One lazy Friday late morn, words tumbled around in two minds. Separated by space, time and other non-essentials, they allowed the creators of this universe to take over their pens. And thus emerged a dialogue, much like Shiva and Parvati have over an evening game of dice on the banks of the Narmada. But this time, between Radha and Krishna.
(Written by Urmi, of golden words interwoven with heart-wrenching art. And by me, of rain drop collecting and night-sky-gazing)
I hear you often. The ripple of a breeze around my knees. The soft whoosh of the wind blowing through my house. Leaves raining down on me while I walk promenades when it isn’t even autumn. I hear you often.
I am sure you do. Because I speak in so many voices. How silly of people to assume one has but a pair of ears and one voice. There are thousands, I say. Millions even. Because when I have to reach out to you, I am heart, I am earth, I am wind, I am fire, I am me, I am you. I am a hundred lovers there were, I am a hundred lovers that will be.
So what sense lies in missing you, then? I am enveloped in your presence. It wraps me in a hundred layers that transcend even my body. You go where I go. Where is the pining? Where are the tears? They call longing ‘Radha’. What if it means ‘Krishna’? A synonym, dressed in a different colour? How would they ever know?
You are right. They would never know. They can never see the pain that stays hidden beneath my smile. They would never understand that what is Radha, is Krishna and what is Krishna, Radha. They would never fathom the agony of a soul split in two, of the burden of wearing two kayas. That is the pain, dear Radhika. That is the missing. It is that weary feeling of being lost, torn.
Then why split in the first place? Why start this leela? Is it not enough to remain one? This entertainment, this evolution, why? You erase my memory with every birth. I have to remember everything, all over again. I have to remember that that dull ache in my bones every night as I lie down to sleep, is the weight of not remembering. Of having to remember, excruciatingly, that every element breathes your name to me. Why start this leela?

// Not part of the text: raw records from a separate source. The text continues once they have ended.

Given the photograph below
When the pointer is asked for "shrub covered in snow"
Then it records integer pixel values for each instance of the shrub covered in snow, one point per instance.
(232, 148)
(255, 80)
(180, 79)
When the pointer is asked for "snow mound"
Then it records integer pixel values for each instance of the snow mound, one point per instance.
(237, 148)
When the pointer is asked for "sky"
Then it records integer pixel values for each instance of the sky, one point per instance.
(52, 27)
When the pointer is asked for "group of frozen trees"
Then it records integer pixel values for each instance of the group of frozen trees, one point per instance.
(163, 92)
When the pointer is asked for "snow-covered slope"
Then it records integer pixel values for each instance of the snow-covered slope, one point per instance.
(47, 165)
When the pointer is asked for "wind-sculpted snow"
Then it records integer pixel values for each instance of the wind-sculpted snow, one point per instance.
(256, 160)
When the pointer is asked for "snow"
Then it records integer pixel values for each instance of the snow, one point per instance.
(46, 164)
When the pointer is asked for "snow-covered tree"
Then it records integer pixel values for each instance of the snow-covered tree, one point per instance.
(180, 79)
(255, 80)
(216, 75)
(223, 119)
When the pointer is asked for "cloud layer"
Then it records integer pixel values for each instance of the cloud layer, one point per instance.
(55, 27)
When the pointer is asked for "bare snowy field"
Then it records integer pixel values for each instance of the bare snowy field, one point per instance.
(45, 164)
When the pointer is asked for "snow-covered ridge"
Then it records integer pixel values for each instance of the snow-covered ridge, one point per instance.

There is dharma, Madhava-sangini, the need to fulfill duties, to repay the debts of karma, to heal what is broken. But that is a story for another day, priye. Another knife that slices through our union is desire. My desire. The desire to see you searching for me. The pleasure of seeing you find me. The ecstasy of becoming one again. Transcendental as the joy of eternal unity is, desire is undead. It rises, like a ripe seed beneath frosty earth, when spring beckons.
And in that little act, you inflict two wounds on me. All at once. You split into two, you and me. And then you go away too, leaving me waiting, turning into ‘Radha’, the ‘Radha’ of longing, of tearing, waiting by the Jamuna. Not the ‘Radha’ that means Krishna. I have turned into every lover’s quoted example. I have become the pain from a phantom wound. I am you and all at once, I am not you. I no longer see my own reflection in the dark waters of the river you have left me by. I see you.
Ah, dearest Vrindavana Viharini, how easily you fall prey to my leela. How ready you are to see what I show you. How unquestioningly you believe what you see. But without you and your unconditional acceptance of this plot, my sundari, this play wouldn’t be as beautiful. Whether it is I & you, Shiva & Parvati, or any man & woman, Purush and Prakriti must constantly engage and disengage from passion play. Nothing can break the cyclical nature of existence. We must break and mend, part and unite, cry and laugh for eternity. For how will we belong, without tasting over and over the salt of the other’s tears, and the madhurya ras of the other’s embrace?
So there will be no end, you say? No final closure. No final relief. No final oneness. Just this eternal ekta and dvandva, this constant chase must continue. If there is no other way for Prakriti and Purusha to engage and disengage, then what remains of this tarka and vitarka? Nothing. Nil, shunya. There is tremendous rest in this shunya. I am that when I am not with you. I am that when I am with you. And I am that in between too. An entire universe, not of minds floating inside different bodies, but of bodies floating inside a singular mind.
You know now, dear Gandharvika, that you and I are one, even when we are not. You know why you hear me often. Why I am like the ripple of a breeze around your knees; like the soft whoosh of wind blowing through your house; like leaves raining down on you when you walk the promenades when it’s not even autumn. You hear me often, you know, because I am the song of your heart.